I have an ember app with a data model and the usual CRUD views/routes/controllers for listing and adding new items.

When I click 'add new' from the index page, I get the expected form, with 'Save' and 'Cancel' buttons. If I press cancel, the view goes back to the index view and the model is not saved, as expected.

This is the code of the new items controller:

App.ItemsNewController = Ember.ObjectController.extend({
  actions: {
    saveChanges: function() {
      this.model.save();
      this.transitionTo('items');
    },
    cancel: function() {
      this.model.rollback(); // how to run this when the back button is pressed?
      this.transitionTo('items');
    },
  },
});

But if I press the back button, I also end up in the index page, but an extra empty row appears in the index listing, corresponding to the new record that was not saved in the 'new' view. This record was not persisted to the data layer, but it somehow still exists in memory, and this.store.find('items') returns a collection that includes it. If I refresh the page, the blank row disappears.

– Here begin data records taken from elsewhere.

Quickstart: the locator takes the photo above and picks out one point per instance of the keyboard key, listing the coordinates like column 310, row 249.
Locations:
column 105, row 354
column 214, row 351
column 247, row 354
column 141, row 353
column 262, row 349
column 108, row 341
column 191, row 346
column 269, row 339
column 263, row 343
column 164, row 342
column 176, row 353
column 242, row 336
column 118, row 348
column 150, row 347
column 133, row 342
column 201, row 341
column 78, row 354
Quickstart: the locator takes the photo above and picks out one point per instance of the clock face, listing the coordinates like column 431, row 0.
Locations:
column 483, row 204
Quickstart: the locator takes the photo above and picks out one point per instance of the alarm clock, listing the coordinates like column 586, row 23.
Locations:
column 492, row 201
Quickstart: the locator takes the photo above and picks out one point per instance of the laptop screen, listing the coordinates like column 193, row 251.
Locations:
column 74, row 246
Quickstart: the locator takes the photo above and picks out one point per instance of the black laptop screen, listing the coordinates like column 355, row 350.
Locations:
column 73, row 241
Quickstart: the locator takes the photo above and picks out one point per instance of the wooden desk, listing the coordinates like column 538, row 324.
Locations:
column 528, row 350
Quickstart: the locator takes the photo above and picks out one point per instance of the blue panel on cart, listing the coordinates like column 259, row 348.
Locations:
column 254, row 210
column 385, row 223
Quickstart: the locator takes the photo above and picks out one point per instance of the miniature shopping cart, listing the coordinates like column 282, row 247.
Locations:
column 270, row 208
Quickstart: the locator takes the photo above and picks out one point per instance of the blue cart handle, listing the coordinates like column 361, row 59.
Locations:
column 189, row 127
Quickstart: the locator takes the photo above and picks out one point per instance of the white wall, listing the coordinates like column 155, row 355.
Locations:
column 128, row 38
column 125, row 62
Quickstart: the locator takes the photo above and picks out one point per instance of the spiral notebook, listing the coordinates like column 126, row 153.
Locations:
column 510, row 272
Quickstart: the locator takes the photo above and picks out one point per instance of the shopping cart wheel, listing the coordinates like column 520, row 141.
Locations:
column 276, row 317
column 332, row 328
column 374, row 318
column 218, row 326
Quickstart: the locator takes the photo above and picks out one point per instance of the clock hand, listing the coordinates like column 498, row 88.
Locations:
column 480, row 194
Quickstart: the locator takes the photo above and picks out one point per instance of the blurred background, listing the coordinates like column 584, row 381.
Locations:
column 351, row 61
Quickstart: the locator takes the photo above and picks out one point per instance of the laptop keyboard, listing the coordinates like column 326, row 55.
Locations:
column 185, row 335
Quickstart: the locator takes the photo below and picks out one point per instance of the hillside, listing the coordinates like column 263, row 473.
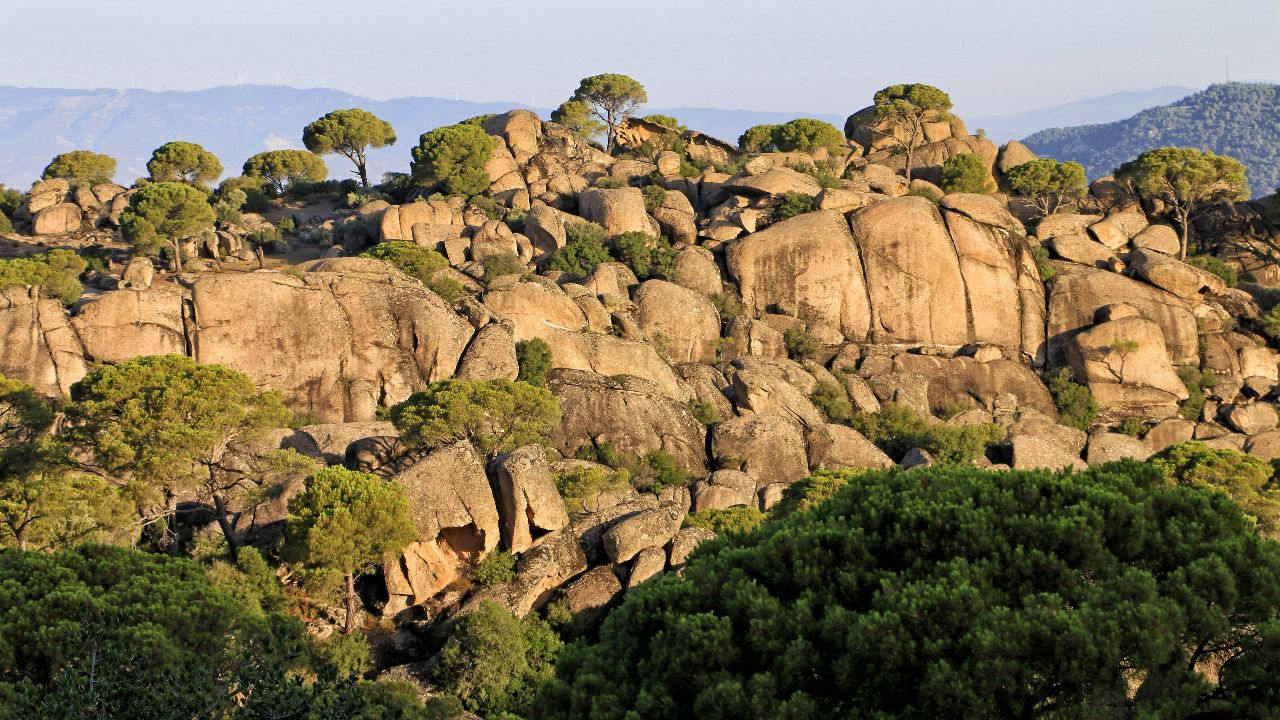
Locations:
column 1238, row 119
column 236, row 122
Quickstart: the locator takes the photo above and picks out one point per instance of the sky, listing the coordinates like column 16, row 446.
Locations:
column 993, row 57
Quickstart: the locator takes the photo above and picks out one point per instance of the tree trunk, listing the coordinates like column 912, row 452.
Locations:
column 351, row 605
column 224, row 523
column 177, row 255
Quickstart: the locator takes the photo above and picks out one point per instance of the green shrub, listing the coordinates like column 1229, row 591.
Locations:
column 704, row 413
column 1247, row 479
column 795, row 204
column 896, row 429
column 967, row 173
column 799, row 345
column 504, row 264
column 728, row 305
column 452, row 159
column 584, row 249
column 55, row 273
column 496, row 661
column 647, row 255
column 534, row 358
column 411, row 259
column 581, row 487
column 496, row 568
column 654, row 195
column 1197, row 382
column 1229, row 274
column 832, row 401
column 1043, row 267
column 1075, row 404
column 730, row 520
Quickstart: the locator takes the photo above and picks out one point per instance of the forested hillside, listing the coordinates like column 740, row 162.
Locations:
column 1237, row 119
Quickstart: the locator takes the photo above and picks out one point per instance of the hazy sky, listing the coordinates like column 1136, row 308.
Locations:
column 995, row 57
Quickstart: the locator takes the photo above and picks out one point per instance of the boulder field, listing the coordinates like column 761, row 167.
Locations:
column 878, row 295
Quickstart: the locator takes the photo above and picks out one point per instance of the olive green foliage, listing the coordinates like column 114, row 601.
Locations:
column 164, row 213
column 496, row 568
column 452, row 159
column 795, row 204
column 908, row 108
column 967, row 173
column 584, row 249
column 348, row 133
column 950, row 593
column 138, row 634
column 346, row 524
column 494, row 415
column 503, row 264
column 1211, row 264
column 172, row 427
column 1046, row 269
column 757, row 139
column 1196, row 381
column 55, row 273
column 186, row 163
column 534, row 358
column 1247, row 479
column 801, row 135
column 1048, row 183
column 421, row 263
column 832, row 401
column 581, row 487
column 577, row 118
column 609, row 99
column 896, row 429
column 1187, row 181
column 494, row 661
column 647, row 255
column 799, row 345
column 1074, row 401
column 81, row 167
column 280, row 169
column 726, row 520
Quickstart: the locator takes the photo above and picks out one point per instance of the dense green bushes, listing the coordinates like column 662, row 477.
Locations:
column 896, row 429
column 55, row 273
column 950, row 593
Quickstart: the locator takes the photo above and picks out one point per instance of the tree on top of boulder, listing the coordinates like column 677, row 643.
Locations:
column 186, row 163
column 1048, row 183
column 164, row 214
column 81, row 167
column 493, row 415
column 1187, row 181
column 908, row 108
column 452, row 159
column 350, row 133
column 346, row 524
column 283, row 168
column 611, row 98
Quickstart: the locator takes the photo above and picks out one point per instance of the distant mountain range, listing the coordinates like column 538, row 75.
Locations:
column 1238, row 119
column 1091, row 110
column 236, row 122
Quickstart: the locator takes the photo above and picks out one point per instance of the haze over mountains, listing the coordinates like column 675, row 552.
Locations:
column 236, row 122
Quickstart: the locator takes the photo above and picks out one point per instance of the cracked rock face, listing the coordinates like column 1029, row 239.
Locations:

Also, as stated above, if I exit the form using the cancel button, the record is discarded, because in the 'cancel' action method I invoke this.model.rollback().

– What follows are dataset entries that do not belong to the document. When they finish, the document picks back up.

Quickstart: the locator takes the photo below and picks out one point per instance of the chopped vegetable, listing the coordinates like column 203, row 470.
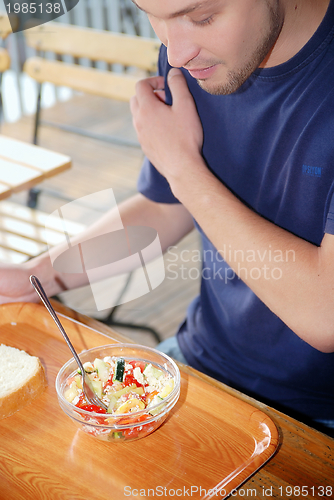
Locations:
column 126, row 387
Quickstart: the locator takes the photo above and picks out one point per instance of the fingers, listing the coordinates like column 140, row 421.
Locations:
column 178, row 86
column 147, row 87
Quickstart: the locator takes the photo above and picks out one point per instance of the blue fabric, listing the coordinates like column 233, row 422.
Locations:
column 272, row 144
column 171, row 347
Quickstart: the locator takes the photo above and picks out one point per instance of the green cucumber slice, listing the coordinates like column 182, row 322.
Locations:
column 119, row 370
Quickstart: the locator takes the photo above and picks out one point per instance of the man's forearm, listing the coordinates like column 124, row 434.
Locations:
column 294, row 278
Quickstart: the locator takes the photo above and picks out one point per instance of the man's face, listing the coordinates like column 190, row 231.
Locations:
column 220, row 42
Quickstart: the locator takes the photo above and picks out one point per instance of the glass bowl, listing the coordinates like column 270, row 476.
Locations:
column 127, row 426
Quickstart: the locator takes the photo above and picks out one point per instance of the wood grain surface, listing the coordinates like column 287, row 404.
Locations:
column 211, row 438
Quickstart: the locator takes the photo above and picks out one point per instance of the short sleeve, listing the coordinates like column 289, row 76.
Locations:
column 329, row 227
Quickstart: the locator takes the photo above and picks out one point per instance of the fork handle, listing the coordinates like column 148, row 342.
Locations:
column 44, row 298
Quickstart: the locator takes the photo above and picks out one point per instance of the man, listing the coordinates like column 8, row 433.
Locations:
column 241, row 143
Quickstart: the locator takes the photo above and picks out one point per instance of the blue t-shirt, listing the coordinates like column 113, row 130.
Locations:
column 272, row 144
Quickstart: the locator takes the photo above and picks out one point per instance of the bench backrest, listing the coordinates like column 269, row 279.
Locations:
column 96, row 45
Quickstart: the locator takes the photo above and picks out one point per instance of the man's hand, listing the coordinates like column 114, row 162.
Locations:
column 171, row 136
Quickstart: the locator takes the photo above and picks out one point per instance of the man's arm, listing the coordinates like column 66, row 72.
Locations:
column 171, row 221
column 302, row 295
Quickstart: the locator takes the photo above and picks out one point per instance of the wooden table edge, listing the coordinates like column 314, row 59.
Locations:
column 296, row 439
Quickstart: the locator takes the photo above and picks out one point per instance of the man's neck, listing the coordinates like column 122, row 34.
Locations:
column 301, row 20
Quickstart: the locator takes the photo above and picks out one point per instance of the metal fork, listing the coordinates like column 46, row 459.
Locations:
column 86, row 383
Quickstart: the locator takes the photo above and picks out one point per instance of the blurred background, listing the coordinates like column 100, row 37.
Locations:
column 105, row 154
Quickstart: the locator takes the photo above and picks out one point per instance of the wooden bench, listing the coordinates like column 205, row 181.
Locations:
column 137, row 56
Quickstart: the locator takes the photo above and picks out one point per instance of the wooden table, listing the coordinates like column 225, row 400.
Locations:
column 72, row 465
column 24, row 165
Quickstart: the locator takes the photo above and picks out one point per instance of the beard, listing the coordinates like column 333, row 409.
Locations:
column 236, row 78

So bottomline, I guess I would have to rollback the model when the back button is pressed, but there's no route callback that I know of to hook some code to this event.

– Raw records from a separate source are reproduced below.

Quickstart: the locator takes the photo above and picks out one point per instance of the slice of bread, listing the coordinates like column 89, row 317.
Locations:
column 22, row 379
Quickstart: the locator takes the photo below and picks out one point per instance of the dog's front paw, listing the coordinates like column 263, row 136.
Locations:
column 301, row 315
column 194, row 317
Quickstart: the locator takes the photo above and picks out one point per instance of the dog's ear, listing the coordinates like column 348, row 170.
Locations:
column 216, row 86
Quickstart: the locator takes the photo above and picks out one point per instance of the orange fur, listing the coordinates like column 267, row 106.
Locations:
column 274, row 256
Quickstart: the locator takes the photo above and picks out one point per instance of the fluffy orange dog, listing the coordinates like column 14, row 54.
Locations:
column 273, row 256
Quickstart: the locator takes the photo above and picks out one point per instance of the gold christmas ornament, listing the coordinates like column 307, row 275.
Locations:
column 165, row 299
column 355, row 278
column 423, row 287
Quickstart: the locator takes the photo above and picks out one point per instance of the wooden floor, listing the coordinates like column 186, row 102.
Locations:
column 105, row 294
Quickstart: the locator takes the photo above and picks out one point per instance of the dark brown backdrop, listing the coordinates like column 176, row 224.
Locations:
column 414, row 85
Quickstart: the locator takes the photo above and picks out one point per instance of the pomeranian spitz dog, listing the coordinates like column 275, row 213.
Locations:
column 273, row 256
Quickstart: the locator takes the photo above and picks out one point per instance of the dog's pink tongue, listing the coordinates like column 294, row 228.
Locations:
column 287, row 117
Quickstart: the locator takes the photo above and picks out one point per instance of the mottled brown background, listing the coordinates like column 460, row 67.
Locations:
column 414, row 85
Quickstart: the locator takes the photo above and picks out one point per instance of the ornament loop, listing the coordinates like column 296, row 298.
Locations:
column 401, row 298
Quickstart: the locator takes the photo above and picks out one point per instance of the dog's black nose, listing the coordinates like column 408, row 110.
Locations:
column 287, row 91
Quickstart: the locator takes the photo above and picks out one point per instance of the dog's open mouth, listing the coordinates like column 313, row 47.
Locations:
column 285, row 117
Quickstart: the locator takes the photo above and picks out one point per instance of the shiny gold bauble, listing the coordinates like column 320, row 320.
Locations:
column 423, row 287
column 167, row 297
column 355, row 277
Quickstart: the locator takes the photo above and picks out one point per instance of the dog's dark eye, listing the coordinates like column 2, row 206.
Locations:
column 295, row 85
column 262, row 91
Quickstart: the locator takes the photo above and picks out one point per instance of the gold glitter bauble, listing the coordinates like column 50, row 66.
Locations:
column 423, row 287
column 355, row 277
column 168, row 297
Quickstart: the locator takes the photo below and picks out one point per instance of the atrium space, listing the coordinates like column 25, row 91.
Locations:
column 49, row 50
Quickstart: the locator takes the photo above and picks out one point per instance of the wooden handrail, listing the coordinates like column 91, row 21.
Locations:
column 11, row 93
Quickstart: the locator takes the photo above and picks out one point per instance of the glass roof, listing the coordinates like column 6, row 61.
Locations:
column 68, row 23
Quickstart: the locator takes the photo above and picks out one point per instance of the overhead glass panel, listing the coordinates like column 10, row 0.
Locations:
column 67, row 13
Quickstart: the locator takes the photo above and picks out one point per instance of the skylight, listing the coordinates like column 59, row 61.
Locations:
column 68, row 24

In case it's important, I'm using Ember 1.9.1, Ember Data 1.0.0-beta.15-canary, Handlebars 2.0.0, jQuery 1.10.2

1

1 Answers

4
votes

Well, this is the second time in a row that I post to stackoverflow and I find the answer shortly after, so I guess I should refrain from asking here unless I'm literally clueless and hopeless ;)

Thanks to this other question, I found out that there is an exit event on the route. So the key to solve this is on the route, and not in the controller. I ended up putting the model rollback in the route's exit event method, as shown below:

UPDATE: @NicholasJohn16 points out that it is better to use the deactivate hook, instead of exit. See the details in the comments below. The code example has been changed accordingly.

App.ItemsNewRoute = Ember.Route.extend({
  model: function() {
    return this.store.createRecord('item', {
      title: 'Untitled',
      status: 'new',
    });
  },
  deactivate: function() {
    model = this.controllerFor('notifications.new').get('model');
    model.rollback();
  },
});

Once this is done, you can even remove the model.rollback() call from the cancel action in the controller, and leave just the transitionTo('items') call. Since the route's deactivate event will always be called, regardless of the way you leave the view, the model will always be discarded.